Eric Wright, a media representative for the CBC, told True North that the salaries reflect the rates that are seen across the media sector.

“For non-unionized employees, CBC/Radio-Canada engages outside monitoring to ensure that its salary levels remain in the middle range of what is available in the media sector. For unionized employees, collective agreements are negotiated and reflect guidance from the Federal Treasury Board on salary increases,” he said in an email.

He said its approach ensures that workers receive compensation commensurate with the middle range of what comparable Canadian companies offer from the entertainment, publishing and telecom industries.

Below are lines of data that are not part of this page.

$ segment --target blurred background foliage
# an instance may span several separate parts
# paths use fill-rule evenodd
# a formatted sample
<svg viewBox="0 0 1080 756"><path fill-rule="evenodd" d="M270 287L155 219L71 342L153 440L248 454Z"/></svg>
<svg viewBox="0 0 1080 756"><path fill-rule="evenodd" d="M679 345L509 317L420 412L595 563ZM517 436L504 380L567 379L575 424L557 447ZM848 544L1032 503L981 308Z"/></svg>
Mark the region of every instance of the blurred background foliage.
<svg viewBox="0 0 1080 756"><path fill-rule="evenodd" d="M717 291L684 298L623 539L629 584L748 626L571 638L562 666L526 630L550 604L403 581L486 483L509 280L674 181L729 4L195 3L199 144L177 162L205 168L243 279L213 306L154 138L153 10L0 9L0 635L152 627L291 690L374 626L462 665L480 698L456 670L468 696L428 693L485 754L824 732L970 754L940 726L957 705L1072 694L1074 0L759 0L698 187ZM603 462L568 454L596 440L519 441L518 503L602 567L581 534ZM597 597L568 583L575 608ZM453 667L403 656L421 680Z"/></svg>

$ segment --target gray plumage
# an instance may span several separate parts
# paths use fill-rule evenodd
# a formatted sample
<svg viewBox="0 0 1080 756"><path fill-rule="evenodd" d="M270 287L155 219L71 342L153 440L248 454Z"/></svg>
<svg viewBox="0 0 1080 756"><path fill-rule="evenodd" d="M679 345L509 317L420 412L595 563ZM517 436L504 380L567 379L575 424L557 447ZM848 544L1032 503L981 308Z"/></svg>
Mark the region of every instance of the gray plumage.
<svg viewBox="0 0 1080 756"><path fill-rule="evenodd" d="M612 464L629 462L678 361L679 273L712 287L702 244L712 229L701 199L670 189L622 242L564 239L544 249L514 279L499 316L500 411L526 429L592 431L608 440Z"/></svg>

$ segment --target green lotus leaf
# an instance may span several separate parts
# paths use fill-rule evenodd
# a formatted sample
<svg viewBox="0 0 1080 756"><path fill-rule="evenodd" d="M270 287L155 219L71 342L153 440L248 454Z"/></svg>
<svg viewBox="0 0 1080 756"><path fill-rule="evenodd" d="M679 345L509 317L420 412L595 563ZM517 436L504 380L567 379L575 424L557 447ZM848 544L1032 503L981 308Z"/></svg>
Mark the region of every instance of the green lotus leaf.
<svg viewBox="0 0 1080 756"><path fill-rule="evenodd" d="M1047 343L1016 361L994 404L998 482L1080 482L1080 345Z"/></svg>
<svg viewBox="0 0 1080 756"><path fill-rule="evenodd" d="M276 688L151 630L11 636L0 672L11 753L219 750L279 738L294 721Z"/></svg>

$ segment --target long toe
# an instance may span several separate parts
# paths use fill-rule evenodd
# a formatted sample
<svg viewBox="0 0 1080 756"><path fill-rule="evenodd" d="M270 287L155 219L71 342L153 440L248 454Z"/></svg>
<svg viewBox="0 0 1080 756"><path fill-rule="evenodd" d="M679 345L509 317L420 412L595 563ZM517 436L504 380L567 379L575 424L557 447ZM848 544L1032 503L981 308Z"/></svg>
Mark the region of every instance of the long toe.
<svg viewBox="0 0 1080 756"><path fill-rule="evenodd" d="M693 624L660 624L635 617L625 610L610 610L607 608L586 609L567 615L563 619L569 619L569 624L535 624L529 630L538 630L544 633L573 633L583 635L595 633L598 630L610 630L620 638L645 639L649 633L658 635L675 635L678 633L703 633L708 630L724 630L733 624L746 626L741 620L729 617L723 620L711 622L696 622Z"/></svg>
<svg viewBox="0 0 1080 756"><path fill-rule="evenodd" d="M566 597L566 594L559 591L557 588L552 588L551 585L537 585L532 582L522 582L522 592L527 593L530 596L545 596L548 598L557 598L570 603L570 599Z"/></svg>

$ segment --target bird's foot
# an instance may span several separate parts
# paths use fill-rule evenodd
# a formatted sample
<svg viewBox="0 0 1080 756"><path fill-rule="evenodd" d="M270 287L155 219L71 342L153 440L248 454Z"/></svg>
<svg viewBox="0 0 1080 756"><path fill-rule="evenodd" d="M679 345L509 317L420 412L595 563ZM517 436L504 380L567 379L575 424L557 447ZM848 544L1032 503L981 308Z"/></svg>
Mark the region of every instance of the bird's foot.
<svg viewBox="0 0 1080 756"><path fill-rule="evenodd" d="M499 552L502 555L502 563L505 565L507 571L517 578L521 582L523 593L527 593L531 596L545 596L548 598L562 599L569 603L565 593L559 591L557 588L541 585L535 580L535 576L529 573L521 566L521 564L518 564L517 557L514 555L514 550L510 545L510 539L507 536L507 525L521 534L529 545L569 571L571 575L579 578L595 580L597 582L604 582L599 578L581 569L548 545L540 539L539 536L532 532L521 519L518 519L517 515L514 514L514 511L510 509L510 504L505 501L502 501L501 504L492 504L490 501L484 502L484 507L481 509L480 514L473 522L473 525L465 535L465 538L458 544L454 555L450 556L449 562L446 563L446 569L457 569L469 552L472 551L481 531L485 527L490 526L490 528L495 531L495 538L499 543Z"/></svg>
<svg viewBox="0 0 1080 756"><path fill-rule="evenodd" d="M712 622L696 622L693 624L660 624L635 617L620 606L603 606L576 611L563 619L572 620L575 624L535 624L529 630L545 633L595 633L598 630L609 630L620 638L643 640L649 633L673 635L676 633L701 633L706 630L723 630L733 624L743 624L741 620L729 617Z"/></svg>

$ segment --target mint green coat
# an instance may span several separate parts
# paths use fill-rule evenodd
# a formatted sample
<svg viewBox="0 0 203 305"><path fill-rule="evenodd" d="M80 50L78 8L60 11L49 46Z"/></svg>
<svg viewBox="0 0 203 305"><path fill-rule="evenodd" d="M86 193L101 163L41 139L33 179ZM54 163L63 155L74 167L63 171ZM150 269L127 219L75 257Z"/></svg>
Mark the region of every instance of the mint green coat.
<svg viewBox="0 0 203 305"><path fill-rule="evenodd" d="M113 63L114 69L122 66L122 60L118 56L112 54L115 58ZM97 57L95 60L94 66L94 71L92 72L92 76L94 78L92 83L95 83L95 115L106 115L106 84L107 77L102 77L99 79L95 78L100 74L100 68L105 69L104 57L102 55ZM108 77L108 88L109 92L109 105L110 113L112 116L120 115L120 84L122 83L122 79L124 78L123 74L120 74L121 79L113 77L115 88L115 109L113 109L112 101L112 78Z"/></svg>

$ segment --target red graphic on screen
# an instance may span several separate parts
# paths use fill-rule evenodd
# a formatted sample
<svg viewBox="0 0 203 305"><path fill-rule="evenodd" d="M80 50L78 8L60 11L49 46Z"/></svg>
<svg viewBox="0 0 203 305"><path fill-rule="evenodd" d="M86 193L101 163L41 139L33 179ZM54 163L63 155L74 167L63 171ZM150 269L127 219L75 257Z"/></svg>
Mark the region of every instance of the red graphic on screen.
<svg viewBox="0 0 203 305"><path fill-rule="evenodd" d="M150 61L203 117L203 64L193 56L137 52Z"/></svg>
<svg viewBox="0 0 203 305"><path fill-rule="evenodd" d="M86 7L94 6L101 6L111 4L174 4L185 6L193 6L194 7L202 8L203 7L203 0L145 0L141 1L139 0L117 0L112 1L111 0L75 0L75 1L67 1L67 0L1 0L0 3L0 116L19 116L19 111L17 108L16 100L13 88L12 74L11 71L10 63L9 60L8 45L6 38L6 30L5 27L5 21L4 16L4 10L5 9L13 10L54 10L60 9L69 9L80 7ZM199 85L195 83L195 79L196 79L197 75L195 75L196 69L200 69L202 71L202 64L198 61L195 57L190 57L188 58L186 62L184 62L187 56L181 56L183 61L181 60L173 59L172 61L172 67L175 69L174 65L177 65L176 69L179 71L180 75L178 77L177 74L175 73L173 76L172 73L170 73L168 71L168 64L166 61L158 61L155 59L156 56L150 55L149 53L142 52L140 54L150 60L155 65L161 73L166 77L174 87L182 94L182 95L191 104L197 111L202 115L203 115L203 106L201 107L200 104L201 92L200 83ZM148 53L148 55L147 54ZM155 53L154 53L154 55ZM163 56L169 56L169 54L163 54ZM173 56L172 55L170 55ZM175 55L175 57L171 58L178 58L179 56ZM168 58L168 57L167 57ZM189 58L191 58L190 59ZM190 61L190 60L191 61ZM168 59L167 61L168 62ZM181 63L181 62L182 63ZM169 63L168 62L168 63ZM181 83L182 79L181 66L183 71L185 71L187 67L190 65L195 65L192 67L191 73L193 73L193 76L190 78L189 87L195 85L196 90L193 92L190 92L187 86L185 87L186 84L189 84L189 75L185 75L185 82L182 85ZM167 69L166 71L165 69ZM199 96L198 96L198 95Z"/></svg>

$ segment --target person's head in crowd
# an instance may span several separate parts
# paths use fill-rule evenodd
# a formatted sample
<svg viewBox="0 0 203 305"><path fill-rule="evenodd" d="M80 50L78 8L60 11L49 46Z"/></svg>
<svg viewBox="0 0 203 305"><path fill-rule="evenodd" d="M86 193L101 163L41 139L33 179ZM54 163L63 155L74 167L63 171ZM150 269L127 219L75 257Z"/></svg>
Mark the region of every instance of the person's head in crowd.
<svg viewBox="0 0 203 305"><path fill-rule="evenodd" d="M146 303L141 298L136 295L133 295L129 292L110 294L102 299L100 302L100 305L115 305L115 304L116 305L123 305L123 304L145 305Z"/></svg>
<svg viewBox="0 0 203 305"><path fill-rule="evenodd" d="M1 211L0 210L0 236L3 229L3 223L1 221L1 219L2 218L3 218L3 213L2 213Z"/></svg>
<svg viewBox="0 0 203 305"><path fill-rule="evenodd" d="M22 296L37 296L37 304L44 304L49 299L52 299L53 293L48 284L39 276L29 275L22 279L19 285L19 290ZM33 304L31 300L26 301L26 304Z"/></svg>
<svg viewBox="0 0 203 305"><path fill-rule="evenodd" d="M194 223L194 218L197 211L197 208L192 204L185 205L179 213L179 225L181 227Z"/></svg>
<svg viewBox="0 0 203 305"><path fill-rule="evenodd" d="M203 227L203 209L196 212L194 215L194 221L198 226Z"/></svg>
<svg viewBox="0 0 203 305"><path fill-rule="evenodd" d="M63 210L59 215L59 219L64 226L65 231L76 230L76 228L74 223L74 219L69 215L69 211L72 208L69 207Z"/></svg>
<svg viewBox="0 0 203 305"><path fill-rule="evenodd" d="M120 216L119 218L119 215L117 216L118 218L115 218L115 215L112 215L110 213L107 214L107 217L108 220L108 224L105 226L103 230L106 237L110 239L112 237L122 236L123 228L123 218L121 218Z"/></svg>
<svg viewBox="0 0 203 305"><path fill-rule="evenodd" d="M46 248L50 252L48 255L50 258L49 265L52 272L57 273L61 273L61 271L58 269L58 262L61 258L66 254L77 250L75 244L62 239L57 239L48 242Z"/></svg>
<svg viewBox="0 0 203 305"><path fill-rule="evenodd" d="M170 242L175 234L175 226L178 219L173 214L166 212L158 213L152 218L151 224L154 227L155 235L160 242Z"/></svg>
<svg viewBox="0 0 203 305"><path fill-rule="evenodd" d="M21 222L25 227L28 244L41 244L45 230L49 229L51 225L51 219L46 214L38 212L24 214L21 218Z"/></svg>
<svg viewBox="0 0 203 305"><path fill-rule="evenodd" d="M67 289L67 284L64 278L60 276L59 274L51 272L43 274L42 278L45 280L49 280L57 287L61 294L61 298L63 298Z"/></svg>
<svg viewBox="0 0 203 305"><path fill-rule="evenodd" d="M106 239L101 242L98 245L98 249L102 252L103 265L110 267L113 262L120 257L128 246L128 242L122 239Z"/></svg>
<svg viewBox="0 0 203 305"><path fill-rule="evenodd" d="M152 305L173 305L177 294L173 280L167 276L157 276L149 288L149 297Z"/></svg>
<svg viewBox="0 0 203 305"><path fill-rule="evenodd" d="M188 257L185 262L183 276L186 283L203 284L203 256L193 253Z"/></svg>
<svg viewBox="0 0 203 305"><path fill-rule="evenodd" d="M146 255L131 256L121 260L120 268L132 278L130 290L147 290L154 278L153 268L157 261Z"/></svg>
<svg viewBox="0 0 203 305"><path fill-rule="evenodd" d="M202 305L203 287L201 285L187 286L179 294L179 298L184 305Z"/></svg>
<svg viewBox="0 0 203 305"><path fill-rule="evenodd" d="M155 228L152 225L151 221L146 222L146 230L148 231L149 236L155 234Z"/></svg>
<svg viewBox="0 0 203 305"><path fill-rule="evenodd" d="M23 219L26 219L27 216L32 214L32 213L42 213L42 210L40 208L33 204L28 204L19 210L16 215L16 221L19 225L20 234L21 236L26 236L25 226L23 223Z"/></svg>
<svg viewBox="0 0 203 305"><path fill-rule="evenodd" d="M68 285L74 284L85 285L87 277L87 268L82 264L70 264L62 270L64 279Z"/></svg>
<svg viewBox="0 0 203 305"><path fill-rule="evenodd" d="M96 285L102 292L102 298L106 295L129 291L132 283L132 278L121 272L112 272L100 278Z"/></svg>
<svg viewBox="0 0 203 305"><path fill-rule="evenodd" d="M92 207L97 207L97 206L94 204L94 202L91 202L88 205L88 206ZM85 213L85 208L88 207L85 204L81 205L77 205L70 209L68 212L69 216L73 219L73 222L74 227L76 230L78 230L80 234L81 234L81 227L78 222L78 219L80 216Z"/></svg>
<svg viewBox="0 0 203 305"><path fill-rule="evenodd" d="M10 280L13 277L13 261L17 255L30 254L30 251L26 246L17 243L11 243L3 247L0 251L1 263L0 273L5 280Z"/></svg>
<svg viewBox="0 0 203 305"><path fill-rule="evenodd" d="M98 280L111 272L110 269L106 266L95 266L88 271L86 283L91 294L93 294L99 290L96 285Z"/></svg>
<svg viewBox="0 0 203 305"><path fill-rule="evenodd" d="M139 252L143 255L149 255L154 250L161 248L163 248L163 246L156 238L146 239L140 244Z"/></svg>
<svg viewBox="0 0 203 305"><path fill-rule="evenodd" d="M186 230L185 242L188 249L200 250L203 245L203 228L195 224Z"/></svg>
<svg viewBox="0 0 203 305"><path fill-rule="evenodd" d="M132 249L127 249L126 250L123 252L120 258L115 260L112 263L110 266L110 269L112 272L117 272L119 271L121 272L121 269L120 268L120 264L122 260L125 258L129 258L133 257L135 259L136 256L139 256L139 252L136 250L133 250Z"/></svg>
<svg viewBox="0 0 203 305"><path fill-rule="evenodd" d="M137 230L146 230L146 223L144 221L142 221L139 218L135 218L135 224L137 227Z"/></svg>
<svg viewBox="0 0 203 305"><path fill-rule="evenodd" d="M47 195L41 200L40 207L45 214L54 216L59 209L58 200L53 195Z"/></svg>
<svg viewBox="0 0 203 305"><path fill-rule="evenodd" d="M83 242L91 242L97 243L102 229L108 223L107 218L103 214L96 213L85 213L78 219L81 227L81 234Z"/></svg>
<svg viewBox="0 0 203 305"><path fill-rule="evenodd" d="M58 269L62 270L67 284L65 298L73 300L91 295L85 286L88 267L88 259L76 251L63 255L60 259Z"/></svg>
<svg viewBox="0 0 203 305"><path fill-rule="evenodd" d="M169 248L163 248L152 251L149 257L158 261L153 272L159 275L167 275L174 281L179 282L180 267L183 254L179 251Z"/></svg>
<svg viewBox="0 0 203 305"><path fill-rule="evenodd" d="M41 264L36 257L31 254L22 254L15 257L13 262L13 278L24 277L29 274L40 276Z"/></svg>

“The reality is that CBC/Radio-Canada competes for talent with a competitive private sector while also operating as a federal Crown corporation. The Corporation needs to ensure that it can attract, recruit and retain talented people who create programming for Canadians,” Wright said.

When asked how the CBC can remain impartial while receiving an increase in funds under the Liberal government while the official opposition campaigns to decrease its funding, Wright said the majority of Canadians believe the CBC to be a reliable news source.

He noted that the CBC and Radio-Canada keep themselves in check using their journalistic standards and practices. He pointed to a blog post earlier in the year in which the organization stated that it doesn’t negotiate or discuss news coverage with the government. 

A recent poll commissioned by True North and conducted by One Persuasion found that 55% of Canadians either moderately or strongly agree that news media companies dependent on taxpayer funding are incapable of impartially reporting on the government.


Terrazzano thinks that an incentive exists for the CBC to hold a bias towards a party that increases funding and against one who threatens to take it away, which is enough for many Canadians to distrust the state broadcaster.
“Even the perception of bias can ruin the media’s credibility with the public,” Terrazzano said. “Poilievre has rightly promised to defund the CBC and end the bonuses for failing government authorities, including the CBC. Taxpayers expect Poilievre to keep those promises if he becomes prime minister.”